In the current study, there was a statistically high significance between increased levels of both serum ferritin and LDH in correlation with CT staging, where ferritin was increased in 18.4% in the mild stage, 63% in the moderate, and 100% in the severe stage; these findings were in agreement with Lin et al. [24] who reported that patients with severe COVID-19 pneumonia showed higher levels of serum ferritin than the non-severe patients using a multivariate logistic regression analysis showing that the serum ferritin level was an independent risk factor for disease severity.
LDH was increased in 39.4%, 92.3%, and 100% mild, moderate, and severe stages, respectively, and this was in concordance with Wu et al. [13] who reported that the higher LDH levels were found in patients with severe COVID-19. All the ICU patients showed a marked increase reaching up to more than four times the normal; these results were in agreement with the pooled study done by Henry et al. [25] who stated that increased LDH was associated with significantly increased odds of severe COVID-19 in both case-control studies and retrospective studies.

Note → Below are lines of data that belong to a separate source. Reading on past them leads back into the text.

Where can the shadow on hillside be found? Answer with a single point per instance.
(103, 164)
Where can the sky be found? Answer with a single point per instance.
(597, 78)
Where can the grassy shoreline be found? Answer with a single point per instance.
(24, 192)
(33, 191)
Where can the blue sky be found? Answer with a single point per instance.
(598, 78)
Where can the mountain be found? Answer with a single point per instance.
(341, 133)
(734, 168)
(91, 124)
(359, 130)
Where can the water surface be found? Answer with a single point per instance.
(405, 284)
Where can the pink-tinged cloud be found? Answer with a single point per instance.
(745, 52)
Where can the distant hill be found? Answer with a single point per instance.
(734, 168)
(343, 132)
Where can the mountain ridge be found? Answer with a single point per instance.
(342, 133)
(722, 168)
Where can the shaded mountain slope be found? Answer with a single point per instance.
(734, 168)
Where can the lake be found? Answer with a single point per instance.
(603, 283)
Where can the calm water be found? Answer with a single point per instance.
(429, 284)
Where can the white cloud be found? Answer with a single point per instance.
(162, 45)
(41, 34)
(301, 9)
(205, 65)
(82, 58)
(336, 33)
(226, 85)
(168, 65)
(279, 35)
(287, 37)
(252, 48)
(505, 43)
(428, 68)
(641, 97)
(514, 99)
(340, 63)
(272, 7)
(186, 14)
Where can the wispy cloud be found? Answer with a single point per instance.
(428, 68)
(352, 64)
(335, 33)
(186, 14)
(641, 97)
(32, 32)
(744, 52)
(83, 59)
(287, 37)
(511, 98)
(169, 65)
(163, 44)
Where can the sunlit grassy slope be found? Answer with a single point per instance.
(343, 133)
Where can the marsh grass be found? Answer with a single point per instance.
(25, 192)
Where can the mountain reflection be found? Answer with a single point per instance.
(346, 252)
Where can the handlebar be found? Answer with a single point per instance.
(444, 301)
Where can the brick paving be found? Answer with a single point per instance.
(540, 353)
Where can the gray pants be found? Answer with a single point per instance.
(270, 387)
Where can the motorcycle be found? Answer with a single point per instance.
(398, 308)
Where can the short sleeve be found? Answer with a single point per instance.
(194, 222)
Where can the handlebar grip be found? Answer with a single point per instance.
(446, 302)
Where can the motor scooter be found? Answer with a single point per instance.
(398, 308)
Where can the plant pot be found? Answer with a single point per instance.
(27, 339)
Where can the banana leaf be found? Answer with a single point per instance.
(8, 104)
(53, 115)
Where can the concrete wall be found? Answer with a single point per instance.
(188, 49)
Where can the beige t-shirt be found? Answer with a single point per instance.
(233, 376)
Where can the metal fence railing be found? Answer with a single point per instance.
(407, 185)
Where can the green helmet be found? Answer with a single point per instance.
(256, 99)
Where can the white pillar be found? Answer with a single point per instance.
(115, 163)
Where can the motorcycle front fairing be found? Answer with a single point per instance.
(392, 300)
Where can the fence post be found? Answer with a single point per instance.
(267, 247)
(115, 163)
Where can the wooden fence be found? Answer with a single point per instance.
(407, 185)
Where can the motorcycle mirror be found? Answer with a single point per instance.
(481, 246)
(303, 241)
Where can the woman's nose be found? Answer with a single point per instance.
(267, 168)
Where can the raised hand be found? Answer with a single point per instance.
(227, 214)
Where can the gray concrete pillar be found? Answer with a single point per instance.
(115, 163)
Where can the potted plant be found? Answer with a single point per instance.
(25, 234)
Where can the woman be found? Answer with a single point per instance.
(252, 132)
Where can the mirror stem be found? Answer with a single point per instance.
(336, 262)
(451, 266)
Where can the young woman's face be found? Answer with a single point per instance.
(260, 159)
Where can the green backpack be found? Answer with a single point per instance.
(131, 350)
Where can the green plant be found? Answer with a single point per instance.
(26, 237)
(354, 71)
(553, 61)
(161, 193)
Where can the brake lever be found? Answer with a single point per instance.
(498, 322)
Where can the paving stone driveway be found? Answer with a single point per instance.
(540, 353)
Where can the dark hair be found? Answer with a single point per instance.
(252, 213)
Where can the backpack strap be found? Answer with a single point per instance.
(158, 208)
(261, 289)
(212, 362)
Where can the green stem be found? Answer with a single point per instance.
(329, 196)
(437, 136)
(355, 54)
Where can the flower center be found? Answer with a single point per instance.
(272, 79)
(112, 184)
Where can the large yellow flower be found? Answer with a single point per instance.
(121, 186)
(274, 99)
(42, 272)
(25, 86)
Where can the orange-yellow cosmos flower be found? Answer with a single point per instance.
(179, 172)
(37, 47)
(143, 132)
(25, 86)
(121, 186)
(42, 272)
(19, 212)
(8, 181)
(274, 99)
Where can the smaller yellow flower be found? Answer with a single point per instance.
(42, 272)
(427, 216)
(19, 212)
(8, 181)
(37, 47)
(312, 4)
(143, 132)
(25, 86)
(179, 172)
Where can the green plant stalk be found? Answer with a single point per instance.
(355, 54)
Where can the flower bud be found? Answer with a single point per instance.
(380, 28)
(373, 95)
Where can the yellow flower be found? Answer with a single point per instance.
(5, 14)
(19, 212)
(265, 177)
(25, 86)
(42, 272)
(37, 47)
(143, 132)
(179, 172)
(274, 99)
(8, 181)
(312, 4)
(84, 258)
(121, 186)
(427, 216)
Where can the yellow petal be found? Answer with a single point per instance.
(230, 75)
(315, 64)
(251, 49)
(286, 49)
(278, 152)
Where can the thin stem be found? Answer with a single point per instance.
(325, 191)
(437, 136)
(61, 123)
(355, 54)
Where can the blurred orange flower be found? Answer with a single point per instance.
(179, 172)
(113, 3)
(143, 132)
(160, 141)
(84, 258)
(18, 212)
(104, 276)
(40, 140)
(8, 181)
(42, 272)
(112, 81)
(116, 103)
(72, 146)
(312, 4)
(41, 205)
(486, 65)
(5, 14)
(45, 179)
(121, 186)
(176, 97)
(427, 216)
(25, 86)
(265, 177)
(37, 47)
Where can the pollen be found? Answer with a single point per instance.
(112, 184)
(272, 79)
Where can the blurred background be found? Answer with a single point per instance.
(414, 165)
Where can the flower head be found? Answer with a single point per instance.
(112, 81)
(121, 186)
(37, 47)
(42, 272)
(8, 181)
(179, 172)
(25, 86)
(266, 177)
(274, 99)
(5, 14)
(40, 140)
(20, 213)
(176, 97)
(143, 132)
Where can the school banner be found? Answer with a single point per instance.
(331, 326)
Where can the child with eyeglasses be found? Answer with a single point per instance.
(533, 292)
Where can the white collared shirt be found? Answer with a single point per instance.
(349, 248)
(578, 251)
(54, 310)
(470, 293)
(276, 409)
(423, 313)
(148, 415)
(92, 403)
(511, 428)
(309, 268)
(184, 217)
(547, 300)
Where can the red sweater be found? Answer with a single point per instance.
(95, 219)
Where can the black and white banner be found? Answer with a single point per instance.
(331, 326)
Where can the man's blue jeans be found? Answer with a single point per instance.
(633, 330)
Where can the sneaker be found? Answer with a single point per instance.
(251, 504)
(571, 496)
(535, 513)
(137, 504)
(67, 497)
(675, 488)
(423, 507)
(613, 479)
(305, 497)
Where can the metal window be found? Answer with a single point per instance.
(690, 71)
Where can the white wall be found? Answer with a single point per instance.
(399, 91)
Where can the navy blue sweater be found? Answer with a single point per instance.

In spite that CT scoring is a subjective method for assessing the severity of COVID-19 pneumonia, it correlates well with the clinical manifestations and laboratory findings of the disease [26] helping to triage patients and reserving health care resources so only the ones with severe lung affection could be closely monitored in order to provide early aggressive treatment; in the current study, comparing the CT score for patients admitted to ICU and patients who were treated either in the hospital or at home, all the patients in ICU were in severe stage with CT scores ranging from 21 to 23, and this was in agreement with the study of 236 patients done by Colombi et al. [27] who reported a positive correlation between the extent of CT lung manifestations and intensive care unit admission or death. Also, Francone et al. [25] reported that CT score was significantly higher in critical COVID-19 patients ranging from 15 to 24 with 20.3±3 [mean value ± SD] than in the mild stage range 0–19 with 8.7±4 [mean value ± SD].
This study has limitations as none of the patients was in the pediatric age group; the study included only patients within the first week of onset of symptoms or positive RT-PCR, so late chest manifestations of the disease could not be investigated; also, there was no follow-up of cases that were asymptomatic with positive chest CT findings to find out if they developed symptoms or not or the patients that were symptomatic and with negative chest CT findings to see if they developed imaging manifestations or not, but this could be explained that the time of the study was at the peak period of the disease with a large number of cases and limited health care resources.